Perdana Menteri Jepang, Shinzo Abe dengan Presiden Joko Widodo, saat bertemu di Istana Bogor, Jawa Barat, Minggu, 15 Januari 2017.
Sumber :
  • ANTARA FOTO/Rosa Panggabean

VIVA.co.id – Jepang secara historis menjadi salah satu investor terbesar di Indonesia. Kedua negara telah menjalin ‘hubungan mesra’ sejak 1958. Salah satu yang mempererat hubungan adalah kerja sama bidang ekonomi.

Bahkan, Perdana Menteri Jepang, Shinzo Abe, berani menyebut orang Jepang bila mendengar kerja sama ekonomi, yang terbayang adalah kerja sama dengan Indonesia. Kendati demikian, kemesraan kedua negara sempat ‘renggang’ pada 2015.

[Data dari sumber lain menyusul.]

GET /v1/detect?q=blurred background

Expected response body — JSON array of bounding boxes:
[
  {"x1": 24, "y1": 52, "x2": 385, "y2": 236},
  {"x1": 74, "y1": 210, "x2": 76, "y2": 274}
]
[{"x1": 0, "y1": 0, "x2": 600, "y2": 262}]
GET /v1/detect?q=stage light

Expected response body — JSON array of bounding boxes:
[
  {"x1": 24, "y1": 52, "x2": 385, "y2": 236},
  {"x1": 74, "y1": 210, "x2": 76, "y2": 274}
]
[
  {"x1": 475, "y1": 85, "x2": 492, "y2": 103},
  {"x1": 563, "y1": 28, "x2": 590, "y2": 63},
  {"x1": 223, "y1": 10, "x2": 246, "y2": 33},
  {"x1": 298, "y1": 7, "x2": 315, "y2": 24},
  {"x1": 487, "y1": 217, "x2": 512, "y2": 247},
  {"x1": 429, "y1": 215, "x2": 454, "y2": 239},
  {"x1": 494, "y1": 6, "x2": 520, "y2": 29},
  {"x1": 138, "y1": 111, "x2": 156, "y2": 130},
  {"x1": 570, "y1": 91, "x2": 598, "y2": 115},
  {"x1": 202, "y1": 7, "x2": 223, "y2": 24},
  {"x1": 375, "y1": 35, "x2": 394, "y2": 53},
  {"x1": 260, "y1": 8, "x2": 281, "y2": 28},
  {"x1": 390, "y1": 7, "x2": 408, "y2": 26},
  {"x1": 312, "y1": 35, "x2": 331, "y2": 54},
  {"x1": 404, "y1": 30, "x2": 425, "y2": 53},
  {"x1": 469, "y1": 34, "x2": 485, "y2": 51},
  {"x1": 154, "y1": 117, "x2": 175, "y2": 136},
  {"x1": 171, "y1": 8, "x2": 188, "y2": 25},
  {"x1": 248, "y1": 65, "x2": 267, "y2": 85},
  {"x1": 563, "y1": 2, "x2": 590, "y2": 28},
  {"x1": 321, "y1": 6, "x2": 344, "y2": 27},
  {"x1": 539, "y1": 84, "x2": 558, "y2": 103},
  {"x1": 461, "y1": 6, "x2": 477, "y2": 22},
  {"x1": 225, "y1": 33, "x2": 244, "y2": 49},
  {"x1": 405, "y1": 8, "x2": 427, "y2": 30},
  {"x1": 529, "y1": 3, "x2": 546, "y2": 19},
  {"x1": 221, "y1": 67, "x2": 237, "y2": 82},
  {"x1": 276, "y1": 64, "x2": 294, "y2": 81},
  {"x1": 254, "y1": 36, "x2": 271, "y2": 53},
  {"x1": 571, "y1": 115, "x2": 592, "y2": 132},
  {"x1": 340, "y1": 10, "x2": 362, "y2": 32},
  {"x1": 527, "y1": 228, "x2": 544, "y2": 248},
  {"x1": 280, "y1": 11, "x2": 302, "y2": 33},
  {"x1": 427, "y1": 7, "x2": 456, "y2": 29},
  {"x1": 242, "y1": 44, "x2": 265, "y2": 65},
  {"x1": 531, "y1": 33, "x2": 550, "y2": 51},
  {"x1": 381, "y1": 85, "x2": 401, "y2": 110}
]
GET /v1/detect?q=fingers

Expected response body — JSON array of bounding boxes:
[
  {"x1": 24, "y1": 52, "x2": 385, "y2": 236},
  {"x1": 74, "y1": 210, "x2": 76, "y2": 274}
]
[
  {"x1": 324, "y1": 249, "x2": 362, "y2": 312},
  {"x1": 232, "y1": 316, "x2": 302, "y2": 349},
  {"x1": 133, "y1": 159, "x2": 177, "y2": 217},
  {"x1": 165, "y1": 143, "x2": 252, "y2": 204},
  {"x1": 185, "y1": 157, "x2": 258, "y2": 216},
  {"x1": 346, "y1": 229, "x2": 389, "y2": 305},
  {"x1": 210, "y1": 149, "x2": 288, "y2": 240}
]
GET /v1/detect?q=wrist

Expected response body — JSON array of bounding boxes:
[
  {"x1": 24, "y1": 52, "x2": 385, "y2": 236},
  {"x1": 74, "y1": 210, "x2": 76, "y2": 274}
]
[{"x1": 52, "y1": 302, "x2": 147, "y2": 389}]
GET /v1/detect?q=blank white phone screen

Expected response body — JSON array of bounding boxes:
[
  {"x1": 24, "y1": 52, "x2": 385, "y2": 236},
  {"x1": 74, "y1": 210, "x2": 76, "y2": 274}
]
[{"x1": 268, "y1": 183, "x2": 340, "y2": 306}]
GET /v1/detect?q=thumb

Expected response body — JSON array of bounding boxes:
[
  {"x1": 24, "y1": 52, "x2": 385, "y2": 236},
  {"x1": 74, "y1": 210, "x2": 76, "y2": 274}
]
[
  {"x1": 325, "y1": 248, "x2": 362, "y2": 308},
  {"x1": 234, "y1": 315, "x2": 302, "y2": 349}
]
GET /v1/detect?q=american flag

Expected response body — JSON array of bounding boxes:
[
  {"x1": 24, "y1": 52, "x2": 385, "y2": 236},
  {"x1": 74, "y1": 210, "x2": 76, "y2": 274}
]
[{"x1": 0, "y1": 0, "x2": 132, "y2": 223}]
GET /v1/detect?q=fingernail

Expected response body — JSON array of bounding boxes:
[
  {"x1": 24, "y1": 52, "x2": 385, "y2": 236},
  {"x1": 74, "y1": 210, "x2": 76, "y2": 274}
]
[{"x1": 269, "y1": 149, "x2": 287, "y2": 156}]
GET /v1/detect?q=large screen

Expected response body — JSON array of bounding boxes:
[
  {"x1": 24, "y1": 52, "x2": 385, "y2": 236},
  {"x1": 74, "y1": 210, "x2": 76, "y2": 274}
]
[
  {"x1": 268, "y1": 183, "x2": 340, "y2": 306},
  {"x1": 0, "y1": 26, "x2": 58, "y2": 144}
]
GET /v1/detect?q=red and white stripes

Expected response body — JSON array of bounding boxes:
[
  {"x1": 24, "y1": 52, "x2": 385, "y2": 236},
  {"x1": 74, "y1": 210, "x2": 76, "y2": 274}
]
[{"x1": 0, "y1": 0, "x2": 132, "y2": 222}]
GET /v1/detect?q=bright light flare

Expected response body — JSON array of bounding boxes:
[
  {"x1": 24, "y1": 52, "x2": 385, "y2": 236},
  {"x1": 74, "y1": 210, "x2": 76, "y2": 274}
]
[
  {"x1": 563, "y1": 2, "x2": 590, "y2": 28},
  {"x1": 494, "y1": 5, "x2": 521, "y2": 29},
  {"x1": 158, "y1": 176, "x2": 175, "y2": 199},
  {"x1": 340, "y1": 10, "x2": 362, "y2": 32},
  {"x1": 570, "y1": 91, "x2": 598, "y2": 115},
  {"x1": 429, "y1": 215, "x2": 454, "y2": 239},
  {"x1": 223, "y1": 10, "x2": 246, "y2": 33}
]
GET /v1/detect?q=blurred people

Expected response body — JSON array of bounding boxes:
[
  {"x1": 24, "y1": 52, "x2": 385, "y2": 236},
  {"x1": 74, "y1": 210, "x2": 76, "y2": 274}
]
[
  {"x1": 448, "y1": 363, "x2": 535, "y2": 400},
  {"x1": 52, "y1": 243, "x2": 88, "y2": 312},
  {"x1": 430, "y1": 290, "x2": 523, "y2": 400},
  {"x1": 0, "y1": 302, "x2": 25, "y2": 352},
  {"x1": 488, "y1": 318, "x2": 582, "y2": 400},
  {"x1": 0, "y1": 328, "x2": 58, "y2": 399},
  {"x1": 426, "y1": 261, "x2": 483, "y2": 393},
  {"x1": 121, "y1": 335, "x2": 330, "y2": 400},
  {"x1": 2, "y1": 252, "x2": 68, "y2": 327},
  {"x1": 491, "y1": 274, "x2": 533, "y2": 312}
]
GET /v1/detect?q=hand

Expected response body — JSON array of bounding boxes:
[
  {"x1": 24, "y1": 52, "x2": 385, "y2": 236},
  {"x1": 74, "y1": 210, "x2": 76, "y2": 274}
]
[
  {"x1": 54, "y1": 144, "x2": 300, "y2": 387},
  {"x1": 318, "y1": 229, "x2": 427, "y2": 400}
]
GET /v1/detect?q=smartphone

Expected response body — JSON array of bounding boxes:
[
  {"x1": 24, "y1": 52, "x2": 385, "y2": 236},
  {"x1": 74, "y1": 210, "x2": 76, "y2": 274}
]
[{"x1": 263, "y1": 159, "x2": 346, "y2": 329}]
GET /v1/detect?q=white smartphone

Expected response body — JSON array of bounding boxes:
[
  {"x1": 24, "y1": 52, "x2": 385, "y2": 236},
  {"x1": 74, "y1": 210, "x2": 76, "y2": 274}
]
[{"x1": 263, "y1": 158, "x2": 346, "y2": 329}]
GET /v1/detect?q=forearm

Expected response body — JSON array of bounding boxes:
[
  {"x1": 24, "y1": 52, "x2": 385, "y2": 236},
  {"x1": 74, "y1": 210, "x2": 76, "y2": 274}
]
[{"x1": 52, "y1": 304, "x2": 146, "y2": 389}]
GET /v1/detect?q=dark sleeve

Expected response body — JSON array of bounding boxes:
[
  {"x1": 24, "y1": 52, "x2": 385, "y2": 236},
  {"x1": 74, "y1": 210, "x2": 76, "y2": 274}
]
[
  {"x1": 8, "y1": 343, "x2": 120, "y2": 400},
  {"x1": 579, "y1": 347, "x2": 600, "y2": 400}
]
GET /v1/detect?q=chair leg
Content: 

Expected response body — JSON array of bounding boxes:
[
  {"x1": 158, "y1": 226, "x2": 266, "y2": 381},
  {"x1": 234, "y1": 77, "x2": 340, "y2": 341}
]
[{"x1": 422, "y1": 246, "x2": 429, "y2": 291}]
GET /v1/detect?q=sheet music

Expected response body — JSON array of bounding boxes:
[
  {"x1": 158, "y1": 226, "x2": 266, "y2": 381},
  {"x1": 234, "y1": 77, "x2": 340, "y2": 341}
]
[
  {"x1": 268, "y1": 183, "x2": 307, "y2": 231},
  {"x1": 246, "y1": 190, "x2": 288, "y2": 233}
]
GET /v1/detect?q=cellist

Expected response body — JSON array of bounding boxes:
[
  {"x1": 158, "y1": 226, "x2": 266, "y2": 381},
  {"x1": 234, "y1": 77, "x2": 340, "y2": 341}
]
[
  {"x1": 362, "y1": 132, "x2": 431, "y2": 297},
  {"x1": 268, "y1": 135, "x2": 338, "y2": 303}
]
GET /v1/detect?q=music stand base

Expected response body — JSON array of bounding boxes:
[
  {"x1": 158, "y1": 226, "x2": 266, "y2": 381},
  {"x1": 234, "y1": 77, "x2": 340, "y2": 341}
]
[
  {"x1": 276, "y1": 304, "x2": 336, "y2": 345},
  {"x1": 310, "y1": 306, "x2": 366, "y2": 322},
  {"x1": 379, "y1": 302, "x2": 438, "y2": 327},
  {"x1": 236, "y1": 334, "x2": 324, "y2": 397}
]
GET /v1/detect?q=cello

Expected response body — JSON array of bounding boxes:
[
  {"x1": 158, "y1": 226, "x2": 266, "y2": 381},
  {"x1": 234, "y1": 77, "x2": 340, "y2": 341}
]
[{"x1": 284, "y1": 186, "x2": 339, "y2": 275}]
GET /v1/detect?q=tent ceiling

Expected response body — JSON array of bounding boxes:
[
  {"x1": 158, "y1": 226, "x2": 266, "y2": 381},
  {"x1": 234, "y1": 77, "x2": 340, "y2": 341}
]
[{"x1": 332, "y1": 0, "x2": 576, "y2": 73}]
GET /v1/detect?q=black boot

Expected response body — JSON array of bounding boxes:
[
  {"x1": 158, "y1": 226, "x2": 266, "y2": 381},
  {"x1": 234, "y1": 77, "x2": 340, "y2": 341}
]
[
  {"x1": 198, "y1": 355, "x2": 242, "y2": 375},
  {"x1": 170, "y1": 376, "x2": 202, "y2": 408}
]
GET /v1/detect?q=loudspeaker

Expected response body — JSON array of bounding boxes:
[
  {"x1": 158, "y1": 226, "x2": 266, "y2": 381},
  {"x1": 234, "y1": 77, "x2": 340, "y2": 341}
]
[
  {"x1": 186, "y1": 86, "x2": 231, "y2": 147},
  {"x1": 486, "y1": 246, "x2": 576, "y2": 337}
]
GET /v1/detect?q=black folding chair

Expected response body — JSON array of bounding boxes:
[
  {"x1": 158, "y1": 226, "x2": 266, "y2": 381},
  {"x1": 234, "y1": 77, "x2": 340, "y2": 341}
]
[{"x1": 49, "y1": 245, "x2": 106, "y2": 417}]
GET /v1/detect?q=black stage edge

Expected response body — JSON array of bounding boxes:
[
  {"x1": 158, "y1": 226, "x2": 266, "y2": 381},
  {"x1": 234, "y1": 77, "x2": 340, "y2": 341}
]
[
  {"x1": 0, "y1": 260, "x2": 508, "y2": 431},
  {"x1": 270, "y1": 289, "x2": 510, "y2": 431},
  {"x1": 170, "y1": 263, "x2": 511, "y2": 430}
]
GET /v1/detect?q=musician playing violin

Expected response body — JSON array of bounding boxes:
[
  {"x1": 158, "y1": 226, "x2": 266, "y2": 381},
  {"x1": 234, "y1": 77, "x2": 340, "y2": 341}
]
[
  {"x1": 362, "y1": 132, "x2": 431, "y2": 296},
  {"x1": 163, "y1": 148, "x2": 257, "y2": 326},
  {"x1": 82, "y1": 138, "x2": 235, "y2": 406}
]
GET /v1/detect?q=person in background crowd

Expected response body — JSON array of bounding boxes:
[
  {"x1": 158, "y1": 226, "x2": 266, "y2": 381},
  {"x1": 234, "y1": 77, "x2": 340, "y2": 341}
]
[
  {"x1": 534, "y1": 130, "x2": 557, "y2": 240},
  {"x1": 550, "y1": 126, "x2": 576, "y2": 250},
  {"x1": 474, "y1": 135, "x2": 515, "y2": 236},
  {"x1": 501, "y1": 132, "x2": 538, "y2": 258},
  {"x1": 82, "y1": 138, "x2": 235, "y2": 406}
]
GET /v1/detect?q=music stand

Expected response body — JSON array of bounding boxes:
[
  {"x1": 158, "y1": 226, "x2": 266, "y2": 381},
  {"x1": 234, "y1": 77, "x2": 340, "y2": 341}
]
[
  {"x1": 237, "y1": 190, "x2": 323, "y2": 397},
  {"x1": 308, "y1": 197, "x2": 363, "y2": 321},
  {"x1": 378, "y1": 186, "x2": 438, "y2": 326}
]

Kala itu, Presiden Joko Widodo memberikan proyek kereta api berkecepatan tinggi yang menghubungkan DKI Jakarta dengan Bandung, Jawa Barat, kepada China. Menteri Badan Usaha Milik Negara, Rini Soemarno, menetapkan China sebagai pemenang tender untuk menggarap proyek tersebut.

Keputusan Menteri Rini keluar setelah tiga bank BUMN mendapat utang baru senilai US$3 miliar atau Rp40,2 triliun dari Bank Pembangunan China (China Development Bank/CBD). Padahal, Jepang adalah negara yang sejak lama sudah berinvestasi besar di Indonesia.

Sementara itu, kereta api cepat China belum teruji setangguh kereta api cepat buatan negeri Matahari Terbit yang sudah 50 tahun lebih menggunakan teknologi canggih dengan zero accident.

Tak pelak, tindakan ini tidak hanya mengancam hubungan Indonesia dan Jepang, tetapi berpotensi membuat ketegangan baru antara China dan Jepang. Terlebih, keduanya memang sudah sejak lama kurang baik hubungannya akibat faktor sejarah.

Meski begitu, kerenggangan hubungan cepat redam, dengan kunjungan PM Abe ke Indonesia pada 15-16 Januari 2017. Mengutip situs Reuters, Senin, 16 Januari 2017, Indonesia dan Jepang menyepakati untuk pembangunan proyek kereta api cepat yang menghubungkan Jakarta dan Surabaya, Jawa Timur dengan jarak 600 kilometer (400 mil) yang ditempuh hanya lima jam.

Biaya yang dibutuhkan mencapai Rp80 triliun, meleset dari perkiraan Jepang yang mencapai Rp102 triliun. Jika terealisasi, harga tiket kereta cepat Jakarta-Surabaya ini berkisar Rp500-600 ribu, dengan kecepatan 160 km/jam.

Alhasil, wajah PM Abe kembali semringah dan ketegangan pun mereda. Tak hanya itu. Kedua kepala negara ini juga membahas isu-isu global yang sedang hangat-hangatnya.

Meski tidak secara langsung, PM Abe meminta bantuan Indonesia untuk menengahi konflik di Laut China Selatan dan Semenanjung Korea.